Neither illness is treatable in a practical sense, said Gerald Hauer, Alberta's assistant chief veterinarian. Antibiotics are prohibitively expensive and the diseases are tricky to treat.
What about a mass slaughter?
"Lots of different groups have different opinions," he said, "Other people say let it run its course."
He doesn't know which option is preferable. There is a theoretical risk that the disease could spread to Alberta's beef or bison industries as wild bison mingle with domestic herds, but it is "quite small," he said.
"It is on the radar. We are concerned about it," Dr. Hauer said.
I loved turtle soup the one time I tried it.
My father was one of the cowboys hired to round up the bison and load them on cattle-cars at the soon-to-be military base at Wainwright. I found some interesting info here.
Wainwright.http://collections.ic.gc.ca/canoe/cargo.htm
****"Bless the beasts and the children"... anybody remember that maudlin film? ****
That film was so bad that the makers even put advertizing in gun magazines to try to trick people to come and see it. The film was aimed at the Hippie generation, about 1971.
The Gus of Autumn, a so-called "documentary" about hunting ran on CBS, was just as bad. Some of the hunting footage of the polar bear hunt was faked and passed off as real.

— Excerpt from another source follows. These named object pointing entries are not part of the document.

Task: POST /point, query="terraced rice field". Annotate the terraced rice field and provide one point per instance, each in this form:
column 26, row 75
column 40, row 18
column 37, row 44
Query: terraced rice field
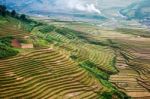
column 46, row 74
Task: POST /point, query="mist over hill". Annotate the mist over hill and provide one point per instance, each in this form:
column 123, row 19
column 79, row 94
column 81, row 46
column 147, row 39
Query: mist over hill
column 68, row 9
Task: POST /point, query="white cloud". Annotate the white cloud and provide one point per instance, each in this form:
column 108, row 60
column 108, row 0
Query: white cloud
column 78, row 5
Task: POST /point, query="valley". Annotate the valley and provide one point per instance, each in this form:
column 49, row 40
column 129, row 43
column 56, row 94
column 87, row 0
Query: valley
column 52, row 59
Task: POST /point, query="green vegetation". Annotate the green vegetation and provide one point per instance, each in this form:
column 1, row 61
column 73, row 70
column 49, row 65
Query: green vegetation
column 136, row 32
column 5, row 48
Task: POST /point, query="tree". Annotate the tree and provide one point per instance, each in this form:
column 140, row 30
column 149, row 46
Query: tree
column 13, row 13
column 2, row 10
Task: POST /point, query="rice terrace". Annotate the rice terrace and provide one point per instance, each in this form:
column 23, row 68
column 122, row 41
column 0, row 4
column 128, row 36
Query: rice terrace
column 74, row 49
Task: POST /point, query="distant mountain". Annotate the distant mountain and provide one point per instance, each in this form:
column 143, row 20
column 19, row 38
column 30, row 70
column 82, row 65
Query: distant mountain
column 52, row 9
column 139, row 10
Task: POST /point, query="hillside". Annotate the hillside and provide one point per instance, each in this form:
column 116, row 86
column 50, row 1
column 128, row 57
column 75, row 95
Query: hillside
column 72, row 60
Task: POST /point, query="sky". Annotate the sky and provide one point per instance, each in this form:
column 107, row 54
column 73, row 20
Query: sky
column 88, row 6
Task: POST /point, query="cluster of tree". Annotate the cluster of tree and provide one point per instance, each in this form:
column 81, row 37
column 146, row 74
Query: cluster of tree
column 4, row 12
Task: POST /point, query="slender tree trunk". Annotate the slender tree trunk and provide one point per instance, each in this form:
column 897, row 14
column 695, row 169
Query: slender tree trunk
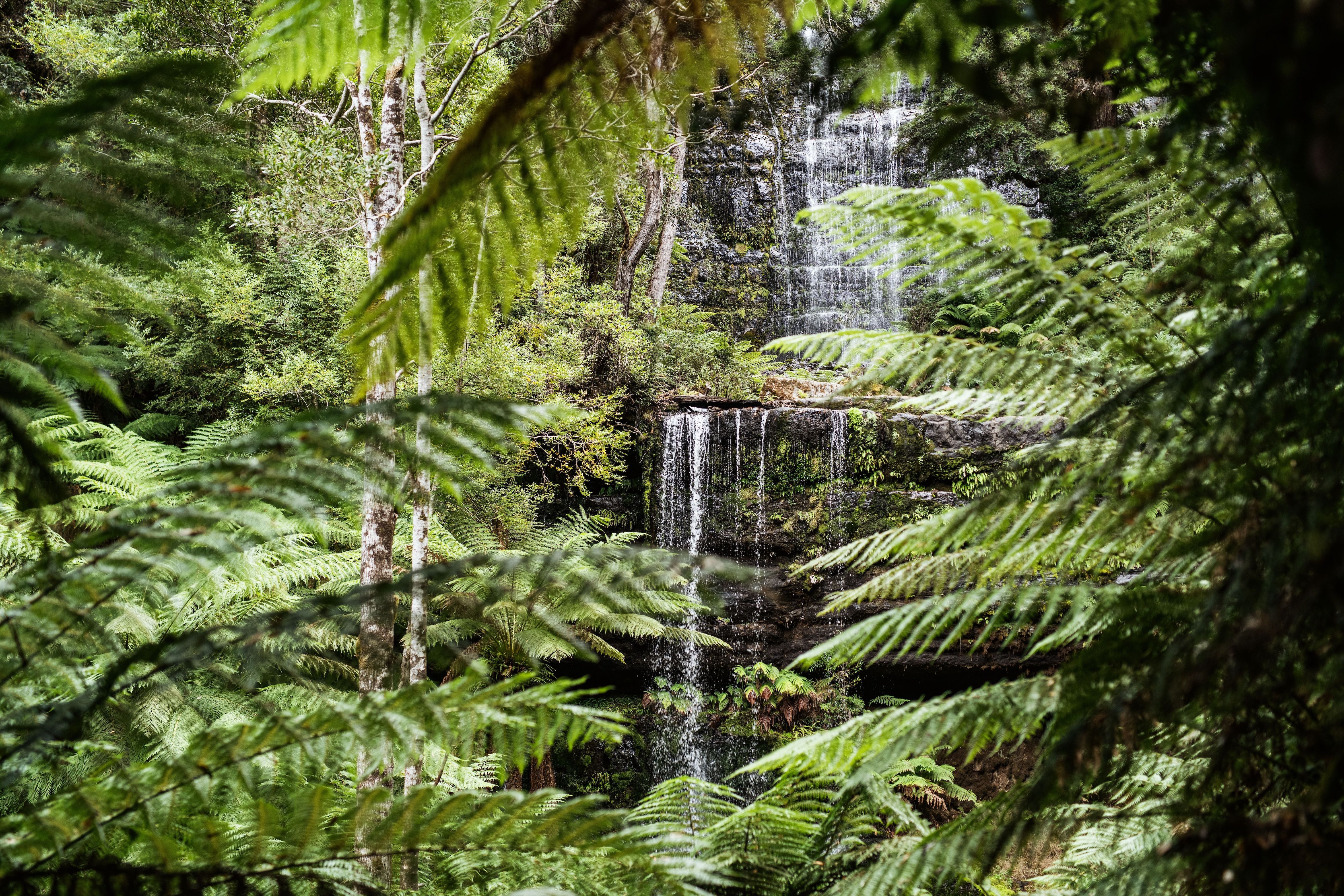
column 415, row 660
column 643, row 236
column 667, row 240
column 476, row 284
column 543, row 773
column 384, row 198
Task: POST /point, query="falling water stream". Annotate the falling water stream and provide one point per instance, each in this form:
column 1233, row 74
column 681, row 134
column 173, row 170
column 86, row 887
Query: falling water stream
column 822, row 291
column 819, row 154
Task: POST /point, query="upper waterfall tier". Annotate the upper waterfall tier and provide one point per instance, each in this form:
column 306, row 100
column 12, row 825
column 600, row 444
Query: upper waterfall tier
column 745, row 252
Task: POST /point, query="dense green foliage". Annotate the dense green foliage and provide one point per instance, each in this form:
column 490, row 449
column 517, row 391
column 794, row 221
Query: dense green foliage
column 191, row 292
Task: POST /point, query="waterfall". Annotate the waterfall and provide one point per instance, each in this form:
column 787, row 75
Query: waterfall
column 839, row 151
column 686, row 472
column 765, row 418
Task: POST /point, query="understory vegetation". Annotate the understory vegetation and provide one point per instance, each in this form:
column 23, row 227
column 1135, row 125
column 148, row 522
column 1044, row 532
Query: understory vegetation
column 326, row 330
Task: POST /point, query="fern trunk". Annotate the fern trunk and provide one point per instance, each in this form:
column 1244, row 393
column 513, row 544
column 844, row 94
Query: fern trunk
column 640, row 240
column 667, row 240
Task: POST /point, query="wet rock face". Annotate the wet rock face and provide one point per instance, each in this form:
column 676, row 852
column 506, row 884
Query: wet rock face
column 828, row 477
column 745, row 252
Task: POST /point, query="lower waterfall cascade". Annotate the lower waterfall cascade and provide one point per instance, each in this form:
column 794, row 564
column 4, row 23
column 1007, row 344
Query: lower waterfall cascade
column 704, row 492
column 772, row 486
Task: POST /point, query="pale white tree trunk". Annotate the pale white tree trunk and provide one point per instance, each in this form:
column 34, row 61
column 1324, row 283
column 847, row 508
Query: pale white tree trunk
column 385, row 156
column 415, row 660
column 667, row 240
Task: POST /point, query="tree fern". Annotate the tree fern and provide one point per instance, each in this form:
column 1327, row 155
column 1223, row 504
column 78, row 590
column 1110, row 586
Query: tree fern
column 1154, row 374
column 77, row 218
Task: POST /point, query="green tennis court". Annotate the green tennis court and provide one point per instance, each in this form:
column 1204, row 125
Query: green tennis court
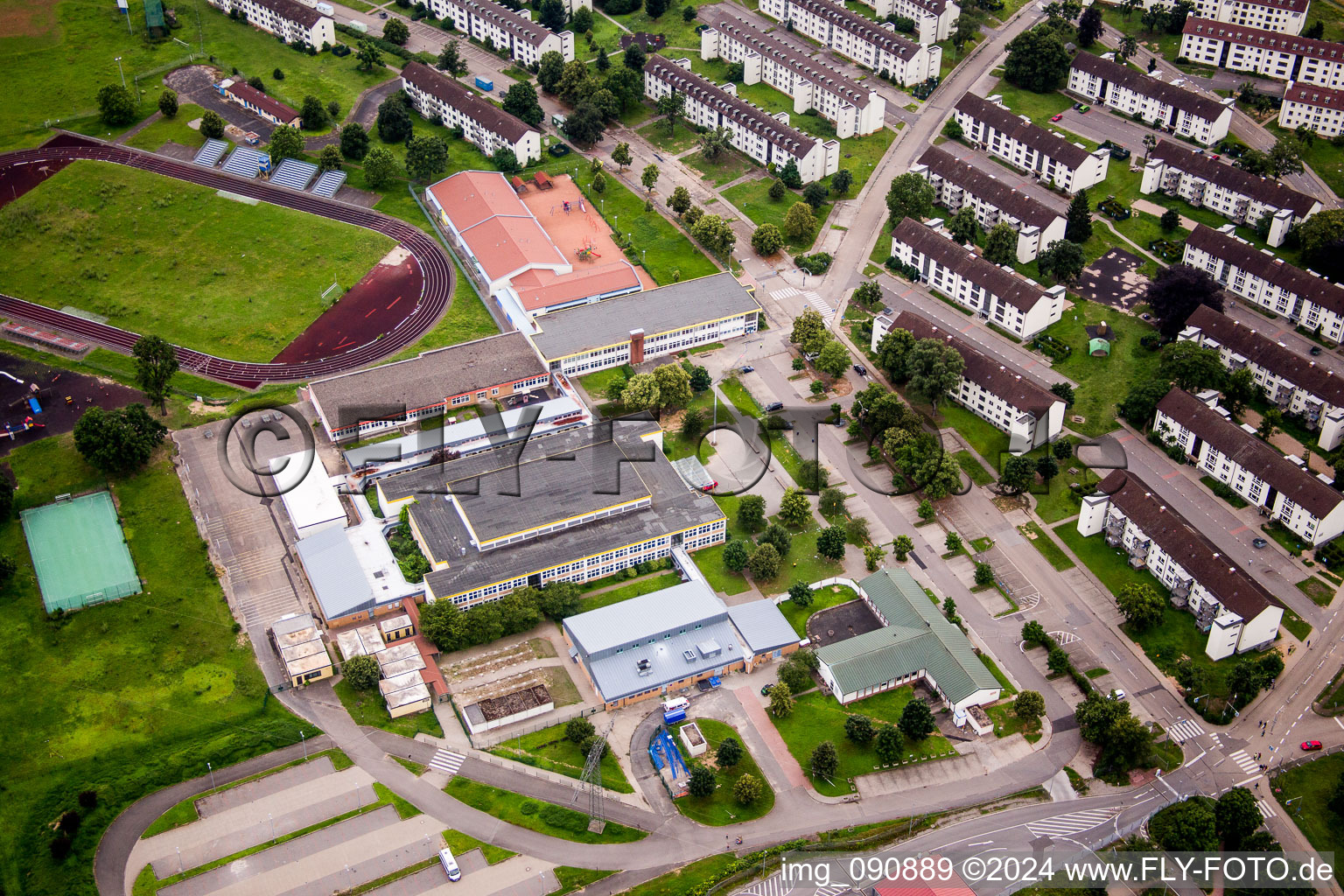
column 80, row 552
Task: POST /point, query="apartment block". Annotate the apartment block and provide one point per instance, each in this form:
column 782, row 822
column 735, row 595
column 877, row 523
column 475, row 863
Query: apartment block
column 1268, row 281
column 812, row 83
column 1161, row 105
column 1283, row 488
column 1236, row 612
column 1042, row 153
column 958, row 185
column 1030, row 414
column 1236, row 195
column 855, row 37
column 754, row 132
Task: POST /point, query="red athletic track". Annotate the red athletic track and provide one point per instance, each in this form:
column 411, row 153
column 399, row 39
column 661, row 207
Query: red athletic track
column 437, row 270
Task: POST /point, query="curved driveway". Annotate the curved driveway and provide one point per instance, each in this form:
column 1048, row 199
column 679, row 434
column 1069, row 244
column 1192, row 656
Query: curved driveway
column 434, row 263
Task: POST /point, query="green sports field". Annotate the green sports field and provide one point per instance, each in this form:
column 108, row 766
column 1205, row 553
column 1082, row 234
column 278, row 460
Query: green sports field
column 179, row 261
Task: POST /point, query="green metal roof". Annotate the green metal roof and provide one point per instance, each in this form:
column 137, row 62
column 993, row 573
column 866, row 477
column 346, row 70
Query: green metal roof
column 917, row 635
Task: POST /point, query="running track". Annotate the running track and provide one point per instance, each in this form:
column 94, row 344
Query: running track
column 434, row 263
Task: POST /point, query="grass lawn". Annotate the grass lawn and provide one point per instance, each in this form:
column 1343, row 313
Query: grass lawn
column 145, row 251
column 817, row 718
column 1102, row 382
column 368, row 708
column 125, row 697
column 547, row 748
column 534, row 815
column 722, row 808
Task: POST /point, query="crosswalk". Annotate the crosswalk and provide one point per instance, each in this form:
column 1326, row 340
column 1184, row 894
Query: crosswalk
column 1183, row 731
column 446, row 760
column 1071, row 823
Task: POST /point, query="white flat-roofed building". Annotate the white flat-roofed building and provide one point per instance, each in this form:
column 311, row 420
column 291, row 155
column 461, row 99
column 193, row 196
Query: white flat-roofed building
column 752, row 130
column 810, row 82
column 1236, row 612
column 1027, row 147
column 958, row 185
column 1160, row 103
column 855, row 37
column 1236, row 195
column 1030, row 414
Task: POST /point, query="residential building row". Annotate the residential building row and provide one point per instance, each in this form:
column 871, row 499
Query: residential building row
column 958, row 185
column 1027, row 147
column 1268, row 281
column 286, row 19
column 491, row 22
column 1234, row 609
column 1283, row 488
column 483, row 124
column 1269, row 54
column 1239, row 196
column 960, row 273
column 1030, row 414
column 812, row 83
column 1294, row 383
column 1161, row 105
column 855, row 37
column 754, row 132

78 million to kill 4500 buffalo?
i'll make 'em a deal...i'll do it for 50 million.
You don't grind up turtle meat -- you fricassee it! I use a "modified fricassee" -- a recipe I got from a very elderly German woman (my friend's grandmother).
First you clean it. (After a trip to the hospital to sew up my finger, I refined that part of the process -- I first parboil it (after killing and bleeding), and then I clean it. The parboiling makes it possible to peel off the scales and outer skin without heavy knife-work -- or, the risk of slipping and gashing your finger!)
Once it's cleaned, you cut it into sections, and then boil them until tender.
Then, you batter and deepfry the pieces.
MMMmmmm.... GOOD!
I'll do it for $25 million, AND, I'll haul off the meat for FREE!
Quite delicious, actually. Somewhat reminiscent of lobster, in both texture and flavor.
Oops, mea culpa. I got my replies mixed up.
I was talking about snapping turtle, not bison. I've never had bison, but I understand it's pretty good eating. I'd like to try some some time.